Conservative Party of Canada Leader Andrew Scheer (left) and Prime Minister Justin Trudeau (right). (Source: Composite image, the Canadian Press)

Federal party leaders are scattered around the country as they resume their campaigns after last night's debate

Justin Trudeau fought back after Conservatives attacked him for using two planes during this campaign

Andrew Scheer offered some clarity around his personal position on abortion after refusing to do so during the debate

MONTREAL – Federal party leaders are back on the campaign trail today, targeting each other over many of the same arguments they went toe-to-toe over in last night’s French-language debate.

Liberal Leader Justin Trudeau is hanging around Montreal, fighting back after the Conservatives attacked him for using two planes during this campaign.

Trudeau said he did the same thing in 2015 and that his campaign buys carbon offsets. He dismissed the issue as Conservative mud slinging.

“It’s a well-established, far-right tactic to try and discredit environmentalists,” Trudeau said. “To distract from the fact that they have zero approach on climate change.”

He attacked Conservative Leader Andrew Scheer for his lack of clarity on his personal position on abortion — something Scheer addressed in New Brunswick.

“My personal position has always been open and consistent. I am personally pro-life, but I’ve also made the commitment that as leader of this party, it is my responsibility to ensure that we do not reopen this debate,” Scheer said. “That we focus on issues that unite our party, and unite Canadians, and that’s exactly what I’ll do. That’s why I will vote against measures that attempt to reopen this debate.”

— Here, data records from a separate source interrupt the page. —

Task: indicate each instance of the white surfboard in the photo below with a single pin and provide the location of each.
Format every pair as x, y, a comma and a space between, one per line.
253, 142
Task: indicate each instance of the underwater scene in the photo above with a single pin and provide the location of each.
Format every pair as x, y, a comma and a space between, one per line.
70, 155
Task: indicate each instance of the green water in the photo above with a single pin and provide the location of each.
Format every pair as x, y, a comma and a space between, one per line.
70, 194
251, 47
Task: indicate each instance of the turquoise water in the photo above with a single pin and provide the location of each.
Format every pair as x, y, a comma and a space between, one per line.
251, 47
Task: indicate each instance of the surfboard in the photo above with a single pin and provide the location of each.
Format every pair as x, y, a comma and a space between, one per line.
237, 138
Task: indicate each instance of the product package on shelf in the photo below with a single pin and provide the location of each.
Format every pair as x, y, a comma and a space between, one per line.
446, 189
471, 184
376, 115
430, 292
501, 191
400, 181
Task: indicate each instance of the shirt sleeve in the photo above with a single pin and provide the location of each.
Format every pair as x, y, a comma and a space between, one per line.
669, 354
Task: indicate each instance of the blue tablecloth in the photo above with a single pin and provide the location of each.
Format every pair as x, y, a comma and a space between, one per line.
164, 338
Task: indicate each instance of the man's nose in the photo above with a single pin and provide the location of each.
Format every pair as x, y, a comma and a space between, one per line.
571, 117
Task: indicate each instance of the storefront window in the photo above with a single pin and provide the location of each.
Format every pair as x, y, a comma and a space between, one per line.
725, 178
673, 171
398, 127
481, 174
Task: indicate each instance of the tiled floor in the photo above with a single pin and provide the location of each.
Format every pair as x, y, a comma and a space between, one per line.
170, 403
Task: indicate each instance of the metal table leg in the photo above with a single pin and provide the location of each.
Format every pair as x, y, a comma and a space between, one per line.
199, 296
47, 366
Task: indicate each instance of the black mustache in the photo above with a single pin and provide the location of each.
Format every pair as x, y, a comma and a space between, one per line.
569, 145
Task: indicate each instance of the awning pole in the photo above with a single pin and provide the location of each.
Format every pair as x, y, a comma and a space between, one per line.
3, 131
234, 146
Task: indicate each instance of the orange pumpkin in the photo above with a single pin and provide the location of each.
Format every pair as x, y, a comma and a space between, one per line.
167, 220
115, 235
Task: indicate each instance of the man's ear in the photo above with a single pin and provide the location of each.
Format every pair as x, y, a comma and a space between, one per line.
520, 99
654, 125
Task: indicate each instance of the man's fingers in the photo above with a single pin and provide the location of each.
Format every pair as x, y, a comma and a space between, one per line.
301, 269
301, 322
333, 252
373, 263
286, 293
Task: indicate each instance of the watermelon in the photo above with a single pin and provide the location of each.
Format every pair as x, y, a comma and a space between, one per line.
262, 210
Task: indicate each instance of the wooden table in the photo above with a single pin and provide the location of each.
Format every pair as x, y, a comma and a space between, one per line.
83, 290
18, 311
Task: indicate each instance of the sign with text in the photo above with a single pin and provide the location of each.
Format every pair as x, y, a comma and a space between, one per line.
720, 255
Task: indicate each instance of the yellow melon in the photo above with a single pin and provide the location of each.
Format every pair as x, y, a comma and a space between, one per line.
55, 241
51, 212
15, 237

The Tory leader refused, several times, to reveal his personal views on abortion during the Wednesday night debate, and came under heavy scrutiny for his pushback from his opponents.

Meanwhile, Scheer promised on Thursday that a Conservative government would expand a program giving volunteer search and rescue workers and firefighters tax credits for their supplies.

He said that, if elected, he would lower the number of service hours required to qualify for the program, introduced by a previous Conservative government.

“Right now, search and rescue volunteers and volunteer firefighters have to do 200 hours of service before they qualify for the current tax credits,” he announced. “We will lower that criteria from 200 to 150 hours to ensure that more Canadians are eligible for these benefits.”

Scheer noted volunteers often pay out-of-pocket for equipment, uniforms, transportation, training, and insurance — costs that run into the thousands of dollars.

The NDP’s Jagmeet Singh is in Toronto today where he’ll be holding a media availability downtown ahead of a townhall with undecided voters.

Green Party Elizabeth May is spending some time on Vancouver Island, campaigning in Victoria today.